La signora Chiara riempì il bicchiere del prete e quello di suo figlio, ed anche nel proprio versò qualche stilla.

Ridendo tutti e tre toccarono i bicchieri.

Poi, prè Letterio risalì nel carrozzino che l'aspettava nel cortile, e, salutati gli ospiti, riprese la strada di Udine.

III.

L'arrivo di Loreta fu stabilito per l'ultima settimana di ottobre. Prè Letterio l'aveva preannunciato con una lettera affettuosissima, in cui si dichiarava addolorato di non potere, a cagione di certi gravi suoi affari, recarsi al paese per assistere alla venuta della sua protetta.

In casa Sant'Angelo già da qualche settimana era quello il discorso di tutte le ore.

A mano a mano che il giorno dell'arrivo si approssimava, cresceva la impazienza della signora Chiara.

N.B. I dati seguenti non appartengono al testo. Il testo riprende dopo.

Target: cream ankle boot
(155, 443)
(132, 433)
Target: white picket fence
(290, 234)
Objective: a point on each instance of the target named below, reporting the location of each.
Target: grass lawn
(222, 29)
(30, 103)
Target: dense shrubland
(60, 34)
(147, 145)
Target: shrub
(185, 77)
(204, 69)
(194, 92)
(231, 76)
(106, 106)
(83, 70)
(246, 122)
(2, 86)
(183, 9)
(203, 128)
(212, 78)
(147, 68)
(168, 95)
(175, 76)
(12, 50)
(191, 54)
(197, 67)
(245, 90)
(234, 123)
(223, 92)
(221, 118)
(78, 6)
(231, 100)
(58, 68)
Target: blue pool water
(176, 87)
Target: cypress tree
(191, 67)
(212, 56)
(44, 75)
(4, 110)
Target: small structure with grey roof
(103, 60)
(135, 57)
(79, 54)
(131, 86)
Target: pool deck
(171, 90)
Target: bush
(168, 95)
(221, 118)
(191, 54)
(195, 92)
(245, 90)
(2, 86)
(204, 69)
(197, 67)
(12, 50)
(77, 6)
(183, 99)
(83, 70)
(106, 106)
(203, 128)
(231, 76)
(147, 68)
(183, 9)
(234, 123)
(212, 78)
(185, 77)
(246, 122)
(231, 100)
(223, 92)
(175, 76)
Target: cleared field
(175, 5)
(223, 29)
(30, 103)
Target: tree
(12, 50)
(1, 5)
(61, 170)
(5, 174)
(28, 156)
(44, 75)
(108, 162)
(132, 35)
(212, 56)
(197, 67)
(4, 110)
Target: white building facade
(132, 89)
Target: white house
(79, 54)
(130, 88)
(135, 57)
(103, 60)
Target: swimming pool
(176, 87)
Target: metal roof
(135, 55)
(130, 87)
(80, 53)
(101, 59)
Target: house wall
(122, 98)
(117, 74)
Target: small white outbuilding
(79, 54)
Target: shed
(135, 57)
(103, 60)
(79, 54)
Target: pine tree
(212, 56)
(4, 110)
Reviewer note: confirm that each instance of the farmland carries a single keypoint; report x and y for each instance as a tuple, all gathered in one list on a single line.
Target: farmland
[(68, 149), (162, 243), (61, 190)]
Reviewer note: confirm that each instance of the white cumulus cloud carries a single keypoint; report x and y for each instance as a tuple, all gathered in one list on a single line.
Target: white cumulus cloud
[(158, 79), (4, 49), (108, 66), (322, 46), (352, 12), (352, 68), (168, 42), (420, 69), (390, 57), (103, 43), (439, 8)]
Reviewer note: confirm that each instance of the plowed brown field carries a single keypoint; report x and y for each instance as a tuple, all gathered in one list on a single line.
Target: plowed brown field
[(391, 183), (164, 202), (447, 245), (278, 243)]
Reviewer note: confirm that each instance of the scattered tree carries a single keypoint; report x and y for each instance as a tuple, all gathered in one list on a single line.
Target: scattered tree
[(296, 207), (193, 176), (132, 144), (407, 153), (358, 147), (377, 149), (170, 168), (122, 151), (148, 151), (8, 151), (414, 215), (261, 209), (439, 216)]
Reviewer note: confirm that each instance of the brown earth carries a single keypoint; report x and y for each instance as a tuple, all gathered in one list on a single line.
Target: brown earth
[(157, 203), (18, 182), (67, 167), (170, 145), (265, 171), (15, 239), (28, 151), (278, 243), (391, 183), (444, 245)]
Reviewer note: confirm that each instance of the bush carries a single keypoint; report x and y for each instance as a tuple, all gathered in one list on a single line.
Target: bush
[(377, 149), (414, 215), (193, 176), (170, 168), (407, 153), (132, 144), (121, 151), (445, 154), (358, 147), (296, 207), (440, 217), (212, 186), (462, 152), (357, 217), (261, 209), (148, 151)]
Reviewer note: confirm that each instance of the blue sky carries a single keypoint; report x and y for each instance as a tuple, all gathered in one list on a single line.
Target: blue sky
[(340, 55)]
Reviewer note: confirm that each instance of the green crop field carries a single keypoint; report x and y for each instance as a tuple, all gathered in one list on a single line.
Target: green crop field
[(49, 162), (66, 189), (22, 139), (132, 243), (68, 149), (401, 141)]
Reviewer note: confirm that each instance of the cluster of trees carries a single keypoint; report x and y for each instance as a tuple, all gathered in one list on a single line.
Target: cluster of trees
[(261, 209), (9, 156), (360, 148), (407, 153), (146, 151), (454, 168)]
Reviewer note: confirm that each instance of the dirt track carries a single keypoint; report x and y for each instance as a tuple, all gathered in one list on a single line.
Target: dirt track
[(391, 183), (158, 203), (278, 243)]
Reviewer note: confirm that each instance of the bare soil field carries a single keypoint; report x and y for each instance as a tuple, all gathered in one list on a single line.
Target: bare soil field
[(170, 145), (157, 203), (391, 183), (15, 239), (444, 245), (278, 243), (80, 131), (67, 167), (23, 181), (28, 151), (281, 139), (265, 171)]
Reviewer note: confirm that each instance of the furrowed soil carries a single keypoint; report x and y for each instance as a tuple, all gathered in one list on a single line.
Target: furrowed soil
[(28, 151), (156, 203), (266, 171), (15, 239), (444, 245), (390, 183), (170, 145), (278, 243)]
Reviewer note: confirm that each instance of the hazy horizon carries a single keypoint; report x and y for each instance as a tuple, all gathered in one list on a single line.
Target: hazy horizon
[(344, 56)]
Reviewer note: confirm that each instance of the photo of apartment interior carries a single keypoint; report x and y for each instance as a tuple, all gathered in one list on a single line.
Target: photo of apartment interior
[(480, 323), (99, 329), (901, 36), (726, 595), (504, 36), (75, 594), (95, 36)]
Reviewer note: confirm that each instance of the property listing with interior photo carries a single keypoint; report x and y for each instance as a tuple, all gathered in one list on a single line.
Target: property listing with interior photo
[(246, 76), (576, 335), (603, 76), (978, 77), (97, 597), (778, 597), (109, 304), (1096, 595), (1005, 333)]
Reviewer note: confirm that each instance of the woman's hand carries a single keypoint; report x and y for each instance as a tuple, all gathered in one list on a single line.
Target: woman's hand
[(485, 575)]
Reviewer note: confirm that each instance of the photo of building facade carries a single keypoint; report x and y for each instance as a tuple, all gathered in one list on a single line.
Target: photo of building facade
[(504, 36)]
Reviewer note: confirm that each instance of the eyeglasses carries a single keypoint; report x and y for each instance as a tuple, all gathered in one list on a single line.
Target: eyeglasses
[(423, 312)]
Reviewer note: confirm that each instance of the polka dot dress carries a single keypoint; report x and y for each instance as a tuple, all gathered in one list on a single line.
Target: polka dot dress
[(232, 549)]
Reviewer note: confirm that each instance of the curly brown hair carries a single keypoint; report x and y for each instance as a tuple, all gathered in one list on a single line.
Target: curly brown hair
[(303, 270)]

E lo stesso professore, che di solito serbava in ogni cosa la piena serenità dell'animo, non sapeva sottrarsi dal dividere la irrequietezza di sua madre, la quale per parlargli di quell'argomento aveva perfino smesso il suo abituale scrupoloso riguardo di entrare nello studio di lui, durante le ore ch'egli consacrava al lavoro.